Todas las experiencias que viví en mi infancia, han quedado tatuadas en mi mente, o como diría una de mis mejores amigas que estudia la psicología humana: en mi memoria episódica. Tengo que reconocer que muchas de estas vivencias creo no recordarlas de forma consciente, pero mi voz interior, esa que me dibuja con palabras, de forma incansable, la historia de mis días; asegura que ahí están, y que han resistido con entereza todas las vueltas que ha dado el sol para mí.
Entre mis remembranzas preferidas están las tardes de verano con mi abuela materna. Tengo el total convencimiento de que en aquellas fechas, donde la idea de ser adulta resultaba atractiva, vivía yo las horas más deliciosas de mi existencia. ¿Cómo olvidar cada detalle? La brisa serena de las tardes de agosto después de una lluvia de estío, el sonido de la novela de radio de las 3, el café bien fuerte, el sillón con sus cojines perfectamente acomodados, el olor a fruta fresca que regalaba el naranjo del patio.
Pero de nuestros momentos juntas, lo mejor, después de sus abrazos, era escuchar sus anécdotas. Mi abuela me hablaba de todo: de sus vivencias de la niñez, de sus hermanos, de sus más secretas ocurrencias, y de toda la luz que llegó a su vida con el nacimiento de mi mamá (su primera y única hija).
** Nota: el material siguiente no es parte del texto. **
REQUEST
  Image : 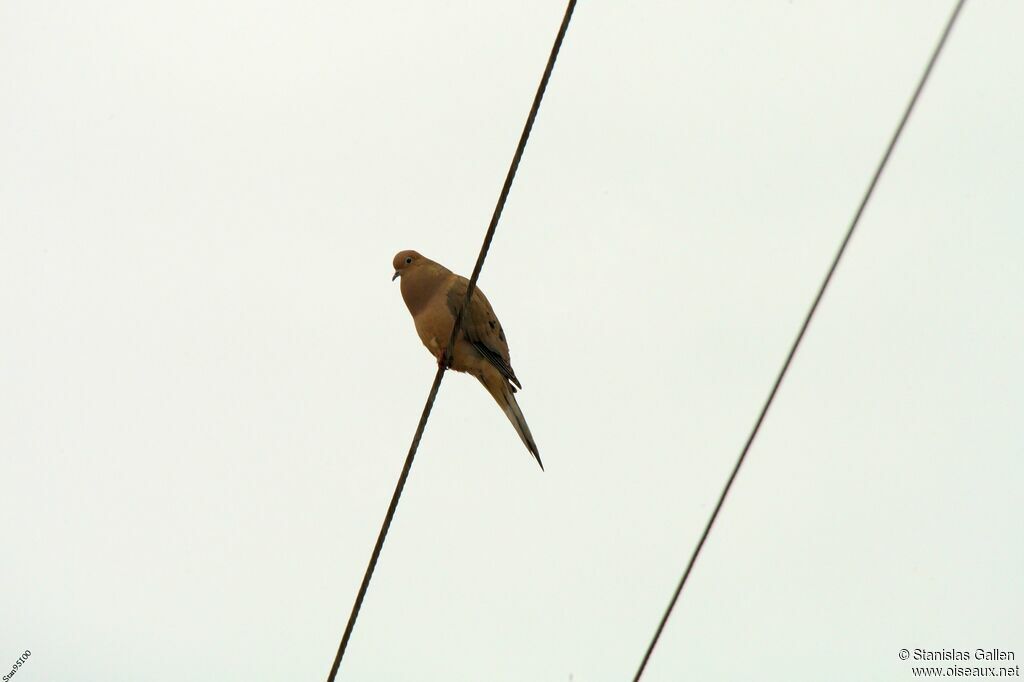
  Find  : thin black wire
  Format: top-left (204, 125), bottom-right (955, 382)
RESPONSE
top-left (327, 0), bottom-right (575, 682)
top-left (633, 0), bottom-right (967, 682)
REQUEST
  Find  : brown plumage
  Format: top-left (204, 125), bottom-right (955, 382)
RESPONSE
top-left (391, 251), bottom-right (544, 469)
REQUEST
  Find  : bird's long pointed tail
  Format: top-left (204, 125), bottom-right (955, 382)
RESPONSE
top-left (477, 371), bottom-right (544, 471)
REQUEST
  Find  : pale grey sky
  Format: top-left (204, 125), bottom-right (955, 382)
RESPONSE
top-left (0, 0), bottom-right (1024, 682)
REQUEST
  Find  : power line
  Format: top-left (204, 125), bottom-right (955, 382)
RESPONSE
top-left (327, 0), bottom-right (575, 682)
top-left (633, 0), bottom-right (967, 682)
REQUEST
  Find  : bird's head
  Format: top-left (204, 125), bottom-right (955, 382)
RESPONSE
top-left (391, 251), bottom-right (426, 282)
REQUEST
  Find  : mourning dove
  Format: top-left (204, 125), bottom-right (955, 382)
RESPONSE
top-left (391, 251), bottom-right (544, 470)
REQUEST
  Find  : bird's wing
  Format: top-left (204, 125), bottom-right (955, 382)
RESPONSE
top-left (447, 276), bottom-right (522, 388)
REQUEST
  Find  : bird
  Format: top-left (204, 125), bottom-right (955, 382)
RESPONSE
top-left (391, 251), bottom-right (544, 471)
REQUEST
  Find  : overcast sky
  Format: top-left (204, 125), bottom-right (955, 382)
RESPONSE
top-left (0, 0), bottom-right (1024, 682)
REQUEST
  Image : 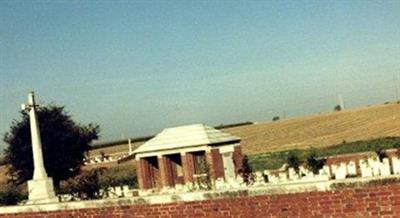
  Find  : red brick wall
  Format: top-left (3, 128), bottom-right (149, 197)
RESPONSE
top-left (182, 153), bottom-right (194, 183)
top-left (0, 183), bottom-right (400, 218)
top-left (232, 146), bottom-right (243, 175)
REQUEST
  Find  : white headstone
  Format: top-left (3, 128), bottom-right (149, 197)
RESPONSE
top-left (379, 158), bottom-right (390, 176)
top-left (359, 160), bottom-right (372, 177)
top-left (279, 172), bottom-right (287, 182)
top-left (288, 167), bottom-right (299, 180)
top-left (335, 163), bottom-right (347, 179)
top-left (347, 161), bottom-right (357, 176)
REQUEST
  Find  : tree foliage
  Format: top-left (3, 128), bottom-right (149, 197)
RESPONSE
top-left (4, 105), bottom-right (100, 187)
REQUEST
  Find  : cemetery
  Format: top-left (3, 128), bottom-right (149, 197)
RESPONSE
top-left (0, 92), bottom-right (400, 217)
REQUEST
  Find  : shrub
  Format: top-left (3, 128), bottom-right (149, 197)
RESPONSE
top-left (0, 185), bottom-right (28, 206)
top-left (333, 105), bottom-right (343, 111)
top-left (272, 116), bottom-right (281, 121)
top-left (99, 164), bottom-right (138, 189)
top-left (307, 150), bottom-right (326, 174)
top-left (375, 147), bottom-right (388, 161)
top-left (60, 168), bottom-right (105, 200)
top-left (0, 155), bottom-right (6, 166)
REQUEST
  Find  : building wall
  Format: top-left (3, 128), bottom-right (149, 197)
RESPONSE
top-left (0, 183), bottom-right (400, 218)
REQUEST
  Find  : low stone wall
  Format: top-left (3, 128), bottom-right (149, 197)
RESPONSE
top-left (0, 177), bottom-right (400, 218)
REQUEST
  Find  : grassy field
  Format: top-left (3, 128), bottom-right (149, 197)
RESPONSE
top-left (223, 104), bottom-right (400, 154)
top-left (90, 104), bottom-right (400, 155)
top-left (0, 104), bottom-right (400, 186)
top-left (248, 137), bottom-right (400, 171)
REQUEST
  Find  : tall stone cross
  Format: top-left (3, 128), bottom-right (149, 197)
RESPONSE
top-left (22, 92), bottom-right (58, 204)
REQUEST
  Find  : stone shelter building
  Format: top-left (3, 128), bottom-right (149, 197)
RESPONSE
top-left (133, 124), bottom-right (242, 190)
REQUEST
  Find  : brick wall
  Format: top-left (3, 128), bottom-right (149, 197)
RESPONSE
top-left (0, 183), bottom-right (400, 218)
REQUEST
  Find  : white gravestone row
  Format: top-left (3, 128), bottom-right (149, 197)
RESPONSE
top-left (84, 154), bottom-right (128, 165)
top-left (250, 154), bottom-right (400, 186)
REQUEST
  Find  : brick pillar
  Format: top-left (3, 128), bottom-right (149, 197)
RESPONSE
top-left (135, 159), bottom-right (144, 189)
top-left (232, 146), bottom-right (243, 175)
top-left (181, 153), bottom-right (194, 184)
top-left (158, 156), bottom-right (170, 187)
top-left (136, 158), bottom-right (151, 189)
top-left (206, 149), bottom-right (224, 180)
Pero ella también me hacía todo tipo de historias: creativas y únicas. En ocasiones, estas eran los cuentos clásicos que todos conocemos; otras veces, eran mis narraciones preferidas porque estaban cargadas de fantasía y surrealismo, y creo que eran gestadas por mi constante avidez de preguntar el surgimiento y el por qué de las cosas.
Yo tenía la costumbre de regalar flores a mi abuela. Cada mañana las tomaba del jardín de nuestra vecina Anita, que era una viejecita de cabellos blancos que tenía la huerta más linda del pueblo. Aunque me sería difícil describir con detalles ese pedacito de naturaleza, sí conservo intacto el olor a tierra húmeda de rocío en las mañanas, y un arbusto, del cual nunca supe el nombre, que poseía flores de matices cremas y moradas. Justo esas eran las que tomaba para ellas, incluso me atrevería a jurar que florecían solo para hacerla feliz.
Una vez quise saber el por qué Anita siempre decía que las flores tenían el mismo ciclo de la luna; que la fase lunar regía su nacimiento, crecimiento y sus períodos de máximo esplendor. Toda aquella relación me pareció muy rara, la luna estaba demasiado lejos, a miles y miles de kilómetros de distancia como para hacer tanta magia. ¿Estaría Anita en lo cierto? ¿O se trataba de una broma que me jugaba porque yo era solo una pequeña curiosa y preguntona? ¡Cuántas dudas!
Para mi tranquilidad mi abuela, tan sabia como siempre, me contó que el astro rey estuvo enamorado de la luna, pero que su romance era imposible por cada uno debía regir durante el día y la noche. Como prueba de su amor el sol, que era todo un caballero de sombrero dorado, creó las flores, delicadas y hermosas, y les dijo que por siempre serían el reflejo de la luna. Desde entonces, el sol observa cada día las flores para saber en qué fase está su amada.